Imagine a day when medical treatment will allow a human being to grow a new leg or arm where one has been amputated.
Consider the possibilities of regenerating other body tissue lost or damaged from injury or disease.
Can scientists learn how some animals like salamanders and newts re-grow limbs and use this knowledge to help humans grow new legs, arms and other body tissue?
That is what several groups of researchers plan to find out using multimillion dollar grants from the U.S. Defense Advanced Research Projects Agency (DARPA).
The research involved in these DARPA-sponsored efforts has been called “mind-blowing.”
Researchers from many prestigious institutions are part of the effort to understand how genetics and other factors affect the ability of many of Earth’s creatures to regenerate tissue, limbs and even spinal cords.
HELPING INJURED TROOOPS
The DARPA funding is in response to the large numbers of U.S. military personnel who have become amputees as a result of the wars in Iraq and Afghanistan.
More than 400 troops have lost limbs from violence in Iraq and nearly 40 from fighting in Afghanistan.
In addition, many military personnel have sustained other serious injuries, including burns, severe head and face trauma and other significant damage to body tissues.
Improved body armor, though late in coming for many troops in Iraq, has proven valuable in protecting troops’ torso from bullets and when improvised explosive devices (IEDs) have been detonated along Iraq’s roads.
However, troops’ arms and legs as well as the neck, face and head have been tragically vulnerable to IEDs.
In addition to traumatic amputation, when a limb is completely blown off and severed from the explosion, many troops have required surgical amputation due to the severity of the injuries.
And, of course, hundreds of deaths have resulted.
Because the IEDs are typically placed alongside roads, at or below ground level, the explosive blast typically sends shrapnel in an upward direction.
Though troops’ protective helmets are relatively effective for protection from projectiles coming from above or the side, these blasts coming from below have done severe damage that helmets were unable to defend against.
In many of these head injuries, brain damage and trauma has been a serious problem for troops. Shrapnel penetrating the brain in many cases has resulted in devastating injuries.
In addition, the concussion effects of these powerful explosive blasts has caused less visible injury in many military personnel when their brain is slammed against the inside of the skull. Though many of these troops may appear to be in good shape after an IED blast, certain neurological and psychological deficits may emerge in some cases.
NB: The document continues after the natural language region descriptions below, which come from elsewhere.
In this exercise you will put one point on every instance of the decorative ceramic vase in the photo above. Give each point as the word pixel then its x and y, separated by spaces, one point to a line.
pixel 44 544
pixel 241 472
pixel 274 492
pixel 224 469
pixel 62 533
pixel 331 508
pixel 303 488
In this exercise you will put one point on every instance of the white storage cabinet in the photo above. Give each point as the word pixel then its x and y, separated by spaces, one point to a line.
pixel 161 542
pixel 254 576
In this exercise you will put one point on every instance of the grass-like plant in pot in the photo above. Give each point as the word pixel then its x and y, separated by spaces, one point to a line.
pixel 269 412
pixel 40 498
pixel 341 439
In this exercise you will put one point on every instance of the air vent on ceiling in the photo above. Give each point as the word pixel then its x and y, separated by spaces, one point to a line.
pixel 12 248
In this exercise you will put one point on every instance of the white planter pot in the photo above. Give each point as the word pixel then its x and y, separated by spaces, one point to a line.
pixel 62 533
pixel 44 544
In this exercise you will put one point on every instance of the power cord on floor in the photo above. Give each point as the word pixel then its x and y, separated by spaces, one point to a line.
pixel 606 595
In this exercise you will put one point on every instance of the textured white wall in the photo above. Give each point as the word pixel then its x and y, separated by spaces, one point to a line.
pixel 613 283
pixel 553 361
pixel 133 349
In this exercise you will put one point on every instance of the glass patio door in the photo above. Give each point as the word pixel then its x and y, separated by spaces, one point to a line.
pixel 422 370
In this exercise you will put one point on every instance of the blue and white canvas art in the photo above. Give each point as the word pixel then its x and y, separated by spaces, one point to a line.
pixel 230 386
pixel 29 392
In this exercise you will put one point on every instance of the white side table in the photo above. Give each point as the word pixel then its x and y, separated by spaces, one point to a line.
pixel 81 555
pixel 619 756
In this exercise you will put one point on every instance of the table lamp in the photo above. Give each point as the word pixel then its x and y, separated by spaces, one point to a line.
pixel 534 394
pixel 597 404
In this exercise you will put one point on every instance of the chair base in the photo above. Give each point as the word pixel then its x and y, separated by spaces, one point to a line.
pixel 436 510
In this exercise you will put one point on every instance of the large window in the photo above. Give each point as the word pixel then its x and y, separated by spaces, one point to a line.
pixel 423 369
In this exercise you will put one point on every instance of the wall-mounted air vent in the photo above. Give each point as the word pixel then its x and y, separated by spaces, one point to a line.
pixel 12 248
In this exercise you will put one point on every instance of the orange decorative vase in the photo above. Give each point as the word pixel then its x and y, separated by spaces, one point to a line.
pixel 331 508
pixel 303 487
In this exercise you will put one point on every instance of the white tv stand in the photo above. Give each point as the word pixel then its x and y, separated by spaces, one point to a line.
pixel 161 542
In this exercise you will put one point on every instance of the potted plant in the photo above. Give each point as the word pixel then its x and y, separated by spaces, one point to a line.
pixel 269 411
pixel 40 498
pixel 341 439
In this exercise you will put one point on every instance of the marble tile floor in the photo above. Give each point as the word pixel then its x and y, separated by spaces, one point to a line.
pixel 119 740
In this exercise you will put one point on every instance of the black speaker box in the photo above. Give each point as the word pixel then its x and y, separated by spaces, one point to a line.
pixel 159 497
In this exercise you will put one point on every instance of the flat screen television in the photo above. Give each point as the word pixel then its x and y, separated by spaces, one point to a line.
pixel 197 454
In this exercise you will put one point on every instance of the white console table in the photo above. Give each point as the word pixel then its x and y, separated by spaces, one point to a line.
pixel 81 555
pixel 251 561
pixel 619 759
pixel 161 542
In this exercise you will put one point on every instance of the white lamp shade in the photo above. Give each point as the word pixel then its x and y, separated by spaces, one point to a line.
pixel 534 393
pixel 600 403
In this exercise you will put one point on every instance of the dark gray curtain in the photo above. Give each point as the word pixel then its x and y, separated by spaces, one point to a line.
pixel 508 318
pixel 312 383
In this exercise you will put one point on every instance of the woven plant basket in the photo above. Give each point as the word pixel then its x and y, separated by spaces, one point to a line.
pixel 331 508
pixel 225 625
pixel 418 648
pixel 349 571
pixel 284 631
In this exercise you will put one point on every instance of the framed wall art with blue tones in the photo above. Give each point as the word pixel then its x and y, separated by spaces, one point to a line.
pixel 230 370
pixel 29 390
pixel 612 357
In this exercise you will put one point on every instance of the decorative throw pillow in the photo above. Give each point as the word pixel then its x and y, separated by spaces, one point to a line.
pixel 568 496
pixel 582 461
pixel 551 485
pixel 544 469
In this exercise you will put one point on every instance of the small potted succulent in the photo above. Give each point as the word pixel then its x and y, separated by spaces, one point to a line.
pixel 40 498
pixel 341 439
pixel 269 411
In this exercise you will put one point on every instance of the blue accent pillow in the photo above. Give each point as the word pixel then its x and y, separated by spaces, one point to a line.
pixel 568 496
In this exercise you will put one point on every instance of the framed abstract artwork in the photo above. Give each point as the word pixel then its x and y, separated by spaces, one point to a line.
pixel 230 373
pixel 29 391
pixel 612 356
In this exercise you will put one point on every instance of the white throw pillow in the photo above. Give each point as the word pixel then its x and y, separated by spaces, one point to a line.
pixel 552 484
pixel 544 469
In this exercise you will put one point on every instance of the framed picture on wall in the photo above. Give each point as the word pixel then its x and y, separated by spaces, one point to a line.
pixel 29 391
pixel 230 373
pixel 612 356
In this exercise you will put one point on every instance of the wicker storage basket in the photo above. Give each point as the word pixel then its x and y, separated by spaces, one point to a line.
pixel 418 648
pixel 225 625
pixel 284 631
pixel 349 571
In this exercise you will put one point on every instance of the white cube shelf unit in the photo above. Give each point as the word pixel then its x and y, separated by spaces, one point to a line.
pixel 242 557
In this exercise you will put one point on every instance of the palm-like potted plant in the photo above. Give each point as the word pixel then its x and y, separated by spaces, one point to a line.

Taken together, the wide array of severe injuries to troops in the Iraq War, and to a lesser extent, in Afghanistan, has resulted in tremendous difficulty for these personnel, their families and loved ones, and for the medical personnel taking care of these seriously wounded troops.
TISSUE REGENERATION AND HEALING
The DARPA-sponsored research, if it bears fruit, may hold the key to help heal many of these seriously and severely injured personnel.
Scientists understand much of the biology of how certain creatures regenerate limbs and other tissue.
For example, when salamanders and newts lose a limb, they can create new “progenitor cells,” also called “precursor cells.” These cells gather at the site of the injury, forming a “blastema.”
The blastema continues to grow and specialize into cells that form the nerves, bones, cartilage, muscles and skin to create a new limb.
Mammals typically are only able to do this only in the fetal stage. However, a genetically-engineered type of mouse has been found to possess the ability to regenerate some tissue. This mouse is the subject of some of the new DARPA-funded efforts.
As to when research on humans might begin, the researchers say they don’t know. Depending on the progress they make studying the genetic, cellular, chemical and other factors involved, human research could begin relatively soon, or further down the road in coming years.
However, as these researchers explore the possibilities and try to understand more about how tissue and limbs can regenerate, new discoveries undoubtedly will be made and significant insights will be revealed.
This DARPA-sponsored research may help lead the way to new developments that benefit our injured troops and veterans and their families, as well as other people with these kinds of injuries.
If this research pans out, millions of people and children around the world might also be helped from future quantum leaps in our medical and scientific knowledge.
DARPA may prove to be more than a funding source for state-of-the-art research and development.
The research agency may surface as a significant force that enhances our ability to heal the wounds of our fellow human beings and our children.